For more information on reflex vs. holographic sights, read the following blog: Semi-Automatic Rifle Scopes: Choosing The Right Optic For You


All things considered, the decision whether to choose a red or green dot sight comes down to personal preference of the shooter. If you already own a red dot optic, there is no need to run out and purchase a green dot optic, because the difference under most applications is only slight.

If you own both optics, or if you own an optic with dual red/green illumination, then you should follow the advice given above. But at the end of the day, the chances are you’ll manage just fine with either device.

If you enjoyed reading about the differences between red & green dot sights, please comment below. We’d love to hear your thoughts and experiences between the two.

11 thoughts on “Reflex Sights: The Red vs. Green Dot & Which is Better

    1. Excellent Breakdown : Compliments to the Author…. For research , knowledge , & a well laid out article ….. Quite Rare these days .

  1. Great post, thanks! When I stared at the red square for 30 seconds and switched to the white, the background of the white appeared blue to me. Dunno why lol.

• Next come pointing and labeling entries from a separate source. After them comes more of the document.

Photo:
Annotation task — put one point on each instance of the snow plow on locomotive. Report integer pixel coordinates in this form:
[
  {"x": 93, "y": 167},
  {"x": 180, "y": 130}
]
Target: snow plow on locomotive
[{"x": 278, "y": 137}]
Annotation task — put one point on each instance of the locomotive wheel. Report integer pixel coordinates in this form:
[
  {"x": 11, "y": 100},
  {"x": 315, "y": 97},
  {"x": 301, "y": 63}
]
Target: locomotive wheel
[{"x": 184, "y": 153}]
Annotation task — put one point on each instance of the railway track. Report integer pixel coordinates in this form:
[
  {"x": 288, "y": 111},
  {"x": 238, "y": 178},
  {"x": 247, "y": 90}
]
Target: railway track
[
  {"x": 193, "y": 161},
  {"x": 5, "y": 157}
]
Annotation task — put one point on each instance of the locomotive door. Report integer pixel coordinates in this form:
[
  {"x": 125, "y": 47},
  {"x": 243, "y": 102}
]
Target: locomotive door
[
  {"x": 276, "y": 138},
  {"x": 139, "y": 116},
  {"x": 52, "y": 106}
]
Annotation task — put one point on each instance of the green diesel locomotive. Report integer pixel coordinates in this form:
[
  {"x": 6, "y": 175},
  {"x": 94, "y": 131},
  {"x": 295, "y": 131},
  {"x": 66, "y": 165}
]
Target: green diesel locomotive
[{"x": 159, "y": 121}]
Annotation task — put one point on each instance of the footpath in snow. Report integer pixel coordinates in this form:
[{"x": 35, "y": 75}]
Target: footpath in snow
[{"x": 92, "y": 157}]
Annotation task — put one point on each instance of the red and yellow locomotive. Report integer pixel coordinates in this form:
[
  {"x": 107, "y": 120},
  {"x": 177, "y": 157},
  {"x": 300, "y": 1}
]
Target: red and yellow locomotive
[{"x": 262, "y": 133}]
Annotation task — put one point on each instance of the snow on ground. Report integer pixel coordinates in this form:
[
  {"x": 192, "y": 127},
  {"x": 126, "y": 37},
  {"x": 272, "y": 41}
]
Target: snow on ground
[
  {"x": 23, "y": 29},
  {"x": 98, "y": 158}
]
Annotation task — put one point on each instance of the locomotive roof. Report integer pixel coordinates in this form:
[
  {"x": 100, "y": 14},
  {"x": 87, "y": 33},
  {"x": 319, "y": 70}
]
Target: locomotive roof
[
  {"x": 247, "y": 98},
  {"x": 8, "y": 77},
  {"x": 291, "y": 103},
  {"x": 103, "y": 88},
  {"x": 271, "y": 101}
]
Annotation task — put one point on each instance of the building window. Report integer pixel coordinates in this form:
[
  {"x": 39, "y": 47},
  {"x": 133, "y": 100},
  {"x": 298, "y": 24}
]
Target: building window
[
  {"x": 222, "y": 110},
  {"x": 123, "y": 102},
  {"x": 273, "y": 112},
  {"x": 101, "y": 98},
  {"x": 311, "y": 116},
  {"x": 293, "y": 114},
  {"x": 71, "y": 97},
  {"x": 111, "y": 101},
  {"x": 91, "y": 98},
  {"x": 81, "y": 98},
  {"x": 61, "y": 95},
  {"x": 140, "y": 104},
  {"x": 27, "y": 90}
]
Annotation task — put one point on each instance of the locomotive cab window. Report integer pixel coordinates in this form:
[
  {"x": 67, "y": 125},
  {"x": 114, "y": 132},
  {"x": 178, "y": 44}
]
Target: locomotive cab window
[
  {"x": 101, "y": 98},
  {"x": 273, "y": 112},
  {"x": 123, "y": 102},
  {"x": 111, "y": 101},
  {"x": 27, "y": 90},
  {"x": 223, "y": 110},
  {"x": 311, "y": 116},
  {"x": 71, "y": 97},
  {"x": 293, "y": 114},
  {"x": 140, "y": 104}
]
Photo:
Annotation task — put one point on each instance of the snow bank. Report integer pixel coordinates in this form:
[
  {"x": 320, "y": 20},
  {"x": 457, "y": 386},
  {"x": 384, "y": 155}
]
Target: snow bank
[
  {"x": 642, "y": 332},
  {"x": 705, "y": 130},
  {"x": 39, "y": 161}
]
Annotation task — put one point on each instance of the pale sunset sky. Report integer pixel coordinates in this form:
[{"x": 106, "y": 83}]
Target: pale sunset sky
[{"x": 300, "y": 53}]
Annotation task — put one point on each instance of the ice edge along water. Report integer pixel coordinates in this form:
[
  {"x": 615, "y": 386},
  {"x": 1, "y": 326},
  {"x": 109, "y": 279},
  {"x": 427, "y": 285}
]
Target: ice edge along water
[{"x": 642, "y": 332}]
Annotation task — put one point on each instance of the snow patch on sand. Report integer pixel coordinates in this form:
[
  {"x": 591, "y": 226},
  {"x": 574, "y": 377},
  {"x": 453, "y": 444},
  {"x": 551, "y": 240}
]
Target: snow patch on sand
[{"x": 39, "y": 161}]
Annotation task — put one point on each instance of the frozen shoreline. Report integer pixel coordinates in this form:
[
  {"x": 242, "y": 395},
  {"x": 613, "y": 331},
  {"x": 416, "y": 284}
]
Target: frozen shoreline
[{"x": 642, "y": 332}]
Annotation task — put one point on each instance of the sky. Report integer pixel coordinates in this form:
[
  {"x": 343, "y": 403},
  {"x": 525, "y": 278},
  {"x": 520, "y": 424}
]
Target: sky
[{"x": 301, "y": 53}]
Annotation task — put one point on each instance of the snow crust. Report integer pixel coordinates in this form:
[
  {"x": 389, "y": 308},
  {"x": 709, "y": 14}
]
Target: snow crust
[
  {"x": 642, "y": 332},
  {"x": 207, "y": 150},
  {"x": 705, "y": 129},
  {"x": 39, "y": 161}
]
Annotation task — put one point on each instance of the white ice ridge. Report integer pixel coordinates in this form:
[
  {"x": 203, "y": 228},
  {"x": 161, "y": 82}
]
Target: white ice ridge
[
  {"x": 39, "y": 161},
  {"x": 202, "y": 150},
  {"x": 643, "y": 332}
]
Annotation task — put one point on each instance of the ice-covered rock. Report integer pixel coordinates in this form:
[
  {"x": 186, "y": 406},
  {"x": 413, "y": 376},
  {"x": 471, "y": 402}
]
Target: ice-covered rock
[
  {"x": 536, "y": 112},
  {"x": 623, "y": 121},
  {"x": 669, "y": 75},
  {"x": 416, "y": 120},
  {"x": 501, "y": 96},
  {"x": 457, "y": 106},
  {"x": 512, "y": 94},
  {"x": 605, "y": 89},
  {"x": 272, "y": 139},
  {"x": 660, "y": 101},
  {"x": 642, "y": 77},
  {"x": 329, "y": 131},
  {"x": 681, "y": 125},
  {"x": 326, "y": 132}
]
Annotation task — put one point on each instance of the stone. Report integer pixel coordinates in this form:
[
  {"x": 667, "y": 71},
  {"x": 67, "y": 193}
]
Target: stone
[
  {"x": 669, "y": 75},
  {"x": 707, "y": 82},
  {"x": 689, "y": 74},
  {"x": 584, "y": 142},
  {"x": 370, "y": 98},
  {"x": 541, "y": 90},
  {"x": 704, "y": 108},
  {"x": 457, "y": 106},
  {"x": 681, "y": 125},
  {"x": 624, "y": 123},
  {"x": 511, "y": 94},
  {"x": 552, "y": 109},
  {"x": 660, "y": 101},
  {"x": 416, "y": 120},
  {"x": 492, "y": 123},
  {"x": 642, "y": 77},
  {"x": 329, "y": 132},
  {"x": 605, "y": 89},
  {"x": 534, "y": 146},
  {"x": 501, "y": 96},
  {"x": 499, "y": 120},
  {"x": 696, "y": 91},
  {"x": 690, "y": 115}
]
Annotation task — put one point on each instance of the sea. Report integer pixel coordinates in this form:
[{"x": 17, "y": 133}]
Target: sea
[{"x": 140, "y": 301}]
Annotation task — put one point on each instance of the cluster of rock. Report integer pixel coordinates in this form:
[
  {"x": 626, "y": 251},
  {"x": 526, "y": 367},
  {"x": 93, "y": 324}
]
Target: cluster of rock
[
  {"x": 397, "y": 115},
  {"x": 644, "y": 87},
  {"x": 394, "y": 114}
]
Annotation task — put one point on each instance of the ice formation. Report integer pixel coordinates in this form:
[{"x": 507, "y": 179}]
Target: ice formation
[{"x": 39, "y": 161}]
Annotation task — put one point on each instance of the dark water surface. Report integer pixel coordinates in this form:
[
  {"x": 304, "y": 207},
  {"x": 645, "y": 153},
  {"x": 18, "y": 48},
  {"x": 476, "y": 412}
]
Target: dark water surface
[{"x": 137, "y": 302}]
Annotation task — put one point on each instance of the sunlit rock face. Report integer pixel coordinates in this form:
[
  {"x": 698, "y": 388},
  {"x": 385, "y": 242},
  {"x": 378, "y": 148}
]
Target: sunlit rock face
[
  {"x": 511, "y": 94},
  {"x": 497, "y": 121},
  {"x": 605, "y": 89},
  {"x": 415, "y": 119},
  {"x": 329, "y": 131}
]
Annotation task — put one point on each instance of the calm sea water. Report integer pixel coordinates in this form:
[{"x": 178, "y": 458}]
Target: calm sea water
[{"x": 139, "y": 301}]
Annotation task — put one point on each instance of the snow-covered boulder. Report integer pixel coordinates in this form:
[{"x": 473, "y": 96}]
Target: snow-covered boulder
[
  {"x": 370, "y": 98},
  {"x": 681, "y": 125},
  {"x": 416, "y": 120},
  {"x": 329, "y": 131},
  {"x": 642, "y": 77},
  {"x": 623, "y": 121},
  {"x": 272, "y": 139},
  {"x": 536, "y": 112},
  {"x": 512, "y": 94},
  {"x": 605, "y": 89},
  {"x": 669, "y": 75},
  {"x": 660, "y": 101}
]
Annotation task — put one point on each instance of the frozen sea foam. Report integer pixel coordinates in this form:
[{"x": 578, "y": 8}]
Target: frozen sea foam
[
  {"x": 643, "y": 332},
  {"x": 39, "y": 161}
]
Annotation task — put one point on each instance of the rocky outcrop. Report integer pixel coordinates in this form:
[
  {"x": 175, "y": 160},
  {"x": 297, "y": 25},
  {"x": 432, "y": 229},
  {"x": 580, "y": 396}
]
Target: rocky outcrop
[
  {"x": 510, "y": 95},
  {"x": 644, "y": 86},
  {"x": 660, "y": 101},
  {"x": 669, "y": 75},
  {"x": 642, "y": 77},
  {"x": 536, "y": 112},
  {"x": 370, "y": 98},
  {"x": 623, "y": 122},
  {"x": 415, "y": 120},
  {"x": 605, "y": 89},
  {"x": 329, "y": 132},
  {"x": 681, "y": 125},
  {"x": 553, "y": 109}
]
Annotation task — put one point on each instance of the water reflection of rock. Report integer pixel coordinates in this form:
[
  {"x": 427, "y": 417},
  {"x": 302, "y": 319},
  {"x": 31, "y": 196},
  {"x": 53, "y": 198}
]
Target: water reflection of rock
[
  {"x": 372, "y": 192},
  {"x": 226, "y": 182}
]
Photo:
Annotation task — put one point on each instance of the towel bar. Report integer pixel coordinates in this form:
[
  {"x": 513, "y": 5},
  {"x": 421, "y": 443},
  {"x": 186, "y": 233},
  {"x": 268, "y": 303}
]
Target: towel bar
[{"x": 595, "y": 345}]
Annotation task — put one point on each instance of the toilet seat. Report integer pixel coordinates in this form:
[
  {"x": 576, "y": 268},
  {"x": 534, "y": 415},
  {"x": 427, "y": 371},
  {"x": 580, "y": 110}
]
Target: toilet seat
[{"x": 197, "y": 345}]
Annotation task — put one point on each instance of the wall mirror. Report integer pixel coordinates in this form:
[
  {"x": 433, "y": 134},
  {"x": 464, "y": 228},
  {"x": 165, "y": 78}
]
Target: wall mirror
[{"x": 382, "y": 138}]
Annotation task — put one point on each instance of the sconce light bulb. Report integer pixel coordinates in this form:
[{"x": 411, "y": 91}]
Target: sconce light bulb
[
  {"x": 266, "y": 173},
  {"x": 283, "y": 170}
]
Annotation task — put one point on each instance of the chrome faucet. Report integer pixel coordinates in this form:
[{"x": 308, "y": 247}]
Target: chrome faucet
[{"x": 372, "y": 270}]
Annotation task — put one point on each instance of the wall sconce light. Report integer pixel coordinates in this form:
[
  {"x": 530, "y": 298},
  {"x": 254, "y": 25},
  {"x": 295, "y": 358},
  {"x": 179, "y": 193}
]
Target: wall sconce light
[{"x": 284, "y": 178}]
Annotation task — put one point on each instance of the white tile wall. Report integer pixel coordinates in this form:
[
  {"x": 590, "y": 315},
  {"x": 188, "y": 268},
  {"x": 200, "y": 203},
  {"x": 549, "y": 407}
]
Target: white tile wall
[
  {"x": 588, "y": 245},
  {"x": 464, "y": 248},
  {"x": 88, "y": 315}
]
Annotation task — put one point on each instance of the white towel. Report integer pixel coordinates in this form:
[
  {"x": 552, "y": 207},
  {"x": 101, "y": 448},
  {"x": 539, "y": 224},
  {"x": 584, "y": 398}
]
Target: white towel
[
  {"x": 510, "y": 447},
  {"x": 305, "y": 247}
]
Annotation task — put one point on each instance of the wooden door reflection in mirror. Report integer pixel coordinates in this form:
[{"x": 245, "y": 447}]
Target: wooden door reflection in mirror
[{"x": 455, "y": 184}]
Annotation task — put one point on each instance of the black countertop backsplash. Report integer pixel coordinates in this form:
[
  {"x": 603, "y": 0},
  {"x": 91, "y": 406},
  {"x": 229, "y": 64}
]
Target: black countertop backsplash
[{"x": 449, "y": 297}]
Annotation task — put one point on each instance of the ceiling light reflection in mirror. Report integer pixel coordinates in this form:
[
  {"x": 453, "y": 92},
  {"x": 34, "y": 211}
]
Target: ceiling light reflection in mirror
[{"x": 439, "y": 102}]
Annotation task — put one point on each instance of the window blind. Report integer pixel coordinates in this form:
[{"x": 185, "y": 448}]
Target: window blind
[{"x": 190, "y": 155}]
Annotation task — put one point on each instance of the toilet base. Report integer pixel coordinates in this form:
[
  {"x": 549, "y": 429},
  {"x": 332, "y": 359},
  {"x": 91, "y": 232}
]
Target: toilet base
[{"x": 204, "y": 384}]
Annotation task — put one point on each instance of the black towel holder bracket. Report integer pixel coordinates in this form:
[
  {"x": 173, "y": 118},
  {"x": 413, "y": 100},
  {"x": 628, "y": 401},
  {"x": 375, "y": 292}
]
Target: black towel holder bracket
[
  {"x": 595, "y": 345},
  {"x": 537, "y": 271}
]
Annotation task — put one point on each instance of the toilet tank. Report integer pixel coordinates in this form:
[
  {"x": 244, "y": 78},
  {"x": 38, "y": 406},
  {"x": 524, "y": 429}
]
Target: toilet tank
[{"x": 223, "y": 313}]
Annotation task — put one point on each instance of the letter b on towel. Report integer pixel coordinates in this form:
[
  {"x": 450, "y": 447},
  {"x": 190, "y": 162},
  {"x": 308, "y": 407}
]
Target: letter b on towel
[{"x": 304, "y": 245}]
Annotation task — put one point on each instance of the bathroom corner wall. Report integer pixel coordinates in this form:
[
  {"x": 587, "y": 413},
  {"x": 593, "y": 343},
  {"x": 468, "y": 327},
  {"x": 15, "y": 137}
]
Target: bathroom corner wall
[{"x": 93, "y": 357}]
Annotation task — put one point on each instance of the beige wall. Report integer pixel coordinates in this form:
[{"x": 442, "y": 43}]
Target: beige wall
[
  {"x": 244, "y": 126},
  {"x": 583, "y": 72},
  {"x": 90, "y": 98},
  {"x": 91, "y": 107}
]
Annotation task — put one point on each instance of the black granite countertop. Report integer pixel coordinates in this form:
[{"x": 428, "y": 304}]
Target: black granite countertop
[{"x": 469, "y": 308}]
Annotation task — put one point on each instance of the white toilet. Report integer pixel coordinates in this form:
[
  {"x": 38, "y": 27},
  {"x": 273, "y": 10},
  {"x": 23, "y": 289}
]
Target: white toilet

    1. Me too! It was a very bright sky blue when I did it. The experiment clearly works, but I wonder why for some of us it’s not green at all, but blue? It’s not even a greenish blue, it’s a very light and bright blue. Interesting.

    2. Bluish-green or cyan. You were probably expecting dark green or rifle green.
      Part of it comes down to genetics. Different people have different proportions of cones in their retinas.

  2. Most of what you offer here is outstanding, but… red and green photons both travel at the very same speed of light, so they will both arrive at the exact same time (as if you could notice when photons are traveling at almost 300k m/s. I think you are confused regarding wavelengths of red and green… shows green at a higher frequency than red. And, … green photons being higher frequency, they’ll will have more energy (thus stimulative power). I am fairly certain that the difference in energy is responsible for the apparent brightness. I have never heard that green photons stimulate more than one type of cone where red only stimulates one. It’s more likely that every frequency photon has some stimulative effect on every cone, but red cones are more sensitive to red, green to green, etc. You might want to check on that. It’s most likely the energy (which comes from the frequency), not the wavelength.

  3. Just getting an education on running red or green dot with night vision. This was very educational.

  4. This article is on par with international information 👏 👌
    It would have been nice to see recommended or at least available optics for South Africa. Another plus would have been to have 3 different backgrounds for the dot comparison.